Now let's think: what if I ate cereal with milk for breakfast? That requires about thirty seconds of preparation. If I bought lunch at school, the only time dilemma I'm facing is waiting in line; the same goes for packing microwave meals or a myriad of packaged snacks. And if we got dinner at a fast-food place on the way home, the minutes planning and preparing dinner would be freed. The point is: what we're going to eat governs our lives. This past week, my mother met with a colleague over dinner. The first stop my friends and I made when we went to look for Homecoming dresses the other day was to get food, and then we worried about whether we could go into a clothing store with our shakes.
In World Civilizations class, we've been talking about hunter-gatherers and the Agricultural Revolution. And here's the most fascinating thing: agriculture actually changed the structure of society. Hunter-gatherer communities were egalitarian (one of those new words we find ourselves unanimously shouting out at least once per class), partly because women and men held equal positions in society. Women were the primary gatherers, and most of the people's food came from gathering, while men were the hunters. The San culture, which still lives near the Kalahari Desert, actually had a tradition called "insulting the meat," where they said negative comments about a hunter's kill so that he wouldn't become too proud of himself. Everyone had the same skills; there were no specializations. But when agriculture came along, some were more successful because of luck or skills. People developed specializations. Chiefdoms grew from this, eventually leading to the idea that some are higher than others due to birth, which is now a common idea. So agriculture - which, back then, would be like the equivalent of packaged food - forever changed the structure of human societies.

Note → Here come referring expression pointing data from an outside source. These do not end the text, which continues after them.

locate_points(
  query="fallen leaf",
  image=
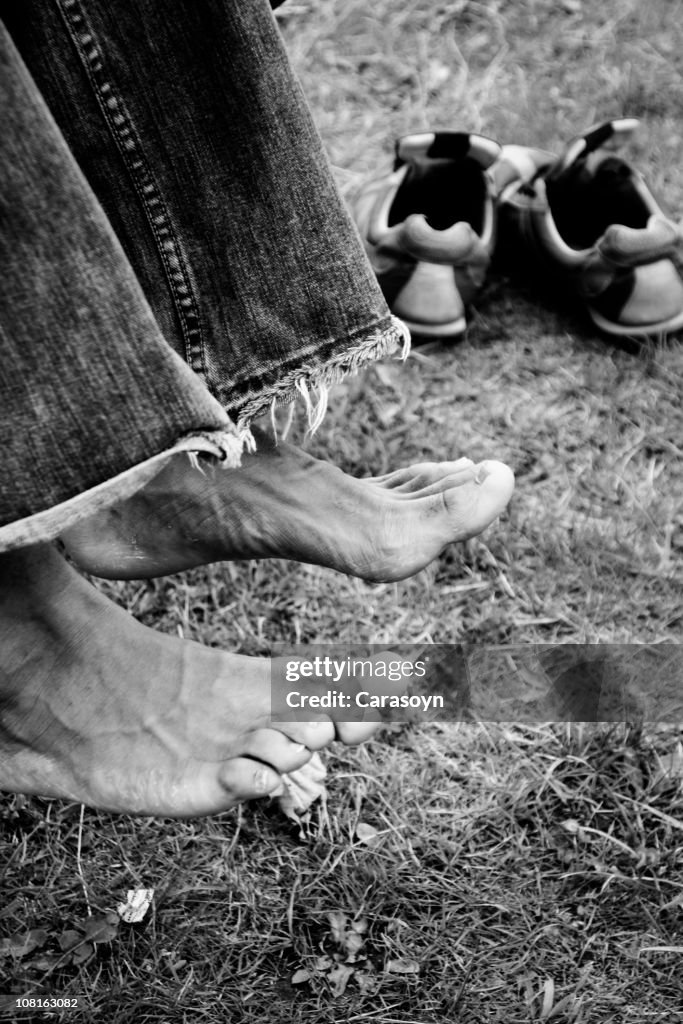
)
(136, 905)
(339, 979)
(82, 953)
(101, 929)
(22, 943)
(69, 938)
(367, 834)
(337, 921)
(402, 967)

Here's something to mull over: hunter-gatherers only had a seventeen hour workweek. Now, in a time when almost everything we eat has been touched by many hands before us and is covered up by a package, we have less time to focus on eating because we're so busy. So many people don't focus on it; and I see why, because when you're making your own meals from scratch, you have to be constantly planning what your next meal will be. And even though we had to take more time with our food, I'm glad we did, because it forces you to spend time together and to appreciate that which fuels you to keep going and do other things in life.
There are many choices I made over the past month because I was avoiding packaged food: I drank a different kind of tea, I reminded my dad that, even though the rice cakes at Kroger were on sale, we shouldn't buy them because they were packaged, I didn't chew gum or have any of the candy I bought in China...and despite how trivial these things seem, they did play a part in changing my day.